While this all sounds nice and dandy, the fact that pig is advertised as a programming language makes one easily fall for the illusion that it can be treated like scripting languages such as python. As with any wrapper language, another example being ruby-on-rail, one has to respect convention much more than configurability. There are many things pig does not support natively, but can be achieved through so-called UDF (user defined functions), which come in a variety of languages, but most prominently perhaps, java, python, and perl. After a while one discovers that the java udfs seem more natural to use, since the data structures in pig have java APIs that can be easily integrated.
Here I would like the rant a few things about this indispensible tool and how I partially overcame them, in painful but necessary ways. People have complained about pig being nothing without the udfs. I think it’s somewhat exaggerated, since why would they not write their own hadoop sort or join functions then? It is somewhat annoying that writing a java udf can take upward of a few hours, for something that can be achieved within minutes in python. But the fact that java classes can be combined into a jar at least makes the effort well-organized. Another unproductive thing about pig is that you have to specify the schema very dogmatically, unlike in python where variable typing is virtually non-existent. And it’s not just about typing. Because of its (intentionally) close resemblance to sql and other relational database language, the map structure is completely marginalized. For instance according to this thread, you cannot easily create and save a map structure. The only available tool is the TOMAP function which takes an odd approach of using parity of the arguments to identify key and value pairs. I have struggled on this point for one self-defeating midnight, where I tried to parse a json dictionary in my udf, without realizing that I am dealing with tuple instead.
The udf tutorial on apache website is admittedly very well-written. However without going through it carefully, as many of us time-deprived netizens tend to, the interface can look bewildering. Why in the world is the input argument to the main exec function always a tuple? Well, if you think of how you call the udf in the pig script, myudfs.functionxyz(myarg1,myarg2), the arguments are treated collective as a tuple. I guess there is no passing by keyword in the python analogy. Once this is gotten used to, it’s no surprise that tuples crop up many times as you unravel the data structure inside the udf. Every time a bag (known as a DataBag in java) is looped over, the individual elements are tuples, whose first entity can be cast as the appropriate object under the json structure. An additional annoyance is that you need to write your own schema output method, unless it is as simple as a scalar.
But overall, it is time well-invested to write your own sophisticated udf examples early on in learning pig, since you might eventually come back to use them. You can even write print statements in the udf for easy debugging. They will simply be logged in stdout. Downloading the pig source code and looking at it in a capable IDE such as IntelliJ is also a good idea. But i haven’t figured out why IntelliJ doesn’t point out import error automatically, presumably because of an unsuccessful build.

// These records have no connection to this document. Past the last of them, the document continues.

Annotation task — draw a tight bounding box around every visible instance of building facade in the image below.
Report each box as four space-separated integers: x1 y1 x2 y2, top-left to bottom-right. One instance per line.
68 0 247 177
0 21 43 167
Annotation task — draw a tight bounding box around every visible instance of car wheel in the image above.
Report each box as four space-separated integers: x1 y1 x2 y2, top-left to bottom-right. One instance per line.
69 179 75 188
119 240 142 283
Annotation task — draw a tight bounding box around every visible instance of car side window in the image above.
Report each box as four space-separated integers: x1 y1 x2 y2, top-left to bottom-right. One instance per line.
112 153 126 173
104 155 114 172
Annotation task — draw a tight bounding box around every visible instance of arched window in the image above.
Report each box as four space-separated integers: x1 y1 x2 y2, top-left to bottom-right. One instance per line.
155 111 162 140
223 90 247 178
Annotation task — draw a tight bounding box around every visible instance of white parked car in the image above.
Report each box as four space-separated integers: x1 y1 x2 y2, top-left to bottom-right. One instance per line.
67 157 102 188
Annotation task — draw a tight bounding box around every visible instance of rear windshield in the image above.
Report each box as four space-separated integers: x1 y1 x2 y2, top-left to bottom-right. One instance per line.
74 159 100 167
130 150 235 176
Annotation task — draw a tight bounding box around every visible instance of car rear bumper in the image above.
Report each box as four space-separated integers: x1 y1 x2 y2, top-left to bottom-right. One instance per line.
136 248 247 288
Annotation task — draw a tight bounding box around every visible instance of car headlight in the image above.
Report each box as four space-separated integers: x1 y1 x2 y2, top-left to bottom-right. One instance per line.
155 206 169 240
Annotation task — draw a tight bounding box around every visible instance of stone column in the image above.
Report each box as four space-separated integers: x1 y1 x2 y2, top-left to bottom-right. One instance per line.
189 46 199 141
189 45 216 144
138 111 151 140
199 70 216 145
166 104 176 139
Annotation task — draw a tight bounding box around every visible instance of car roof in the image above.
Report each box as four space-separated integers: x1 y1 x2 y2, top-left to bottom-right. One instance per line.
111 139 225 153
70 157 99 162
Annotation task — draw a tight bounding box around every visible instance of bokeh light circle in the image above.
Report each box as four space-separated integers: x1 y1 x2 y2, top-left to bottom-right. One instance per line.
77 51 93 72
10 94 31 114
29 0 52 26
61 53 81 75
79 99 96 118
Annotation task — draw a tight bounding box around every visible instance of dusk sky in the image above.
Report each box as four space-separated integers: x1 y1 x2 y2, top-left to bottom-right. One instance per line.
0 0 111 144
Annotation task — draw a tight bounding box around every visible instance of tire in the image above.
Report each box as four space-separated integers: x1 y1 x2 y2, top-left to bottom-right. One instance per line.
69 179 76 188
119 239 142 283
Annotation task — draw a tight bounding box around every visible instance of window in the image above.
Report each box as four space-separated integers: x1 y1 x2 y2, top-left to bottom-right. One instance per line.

One final note for those frustrated pig debuggers: it’s always a good idea to test the script locally with as minimal an input file as humanly possible. But even if the input is moderately large it’s ok, since the overhead of dealing with remote server in hadoop is significantly reduced once you are in local mode (pig -x local). It might take some effort to set up the pig local mode, as you need to create name node etc properly. But these should be well-documented.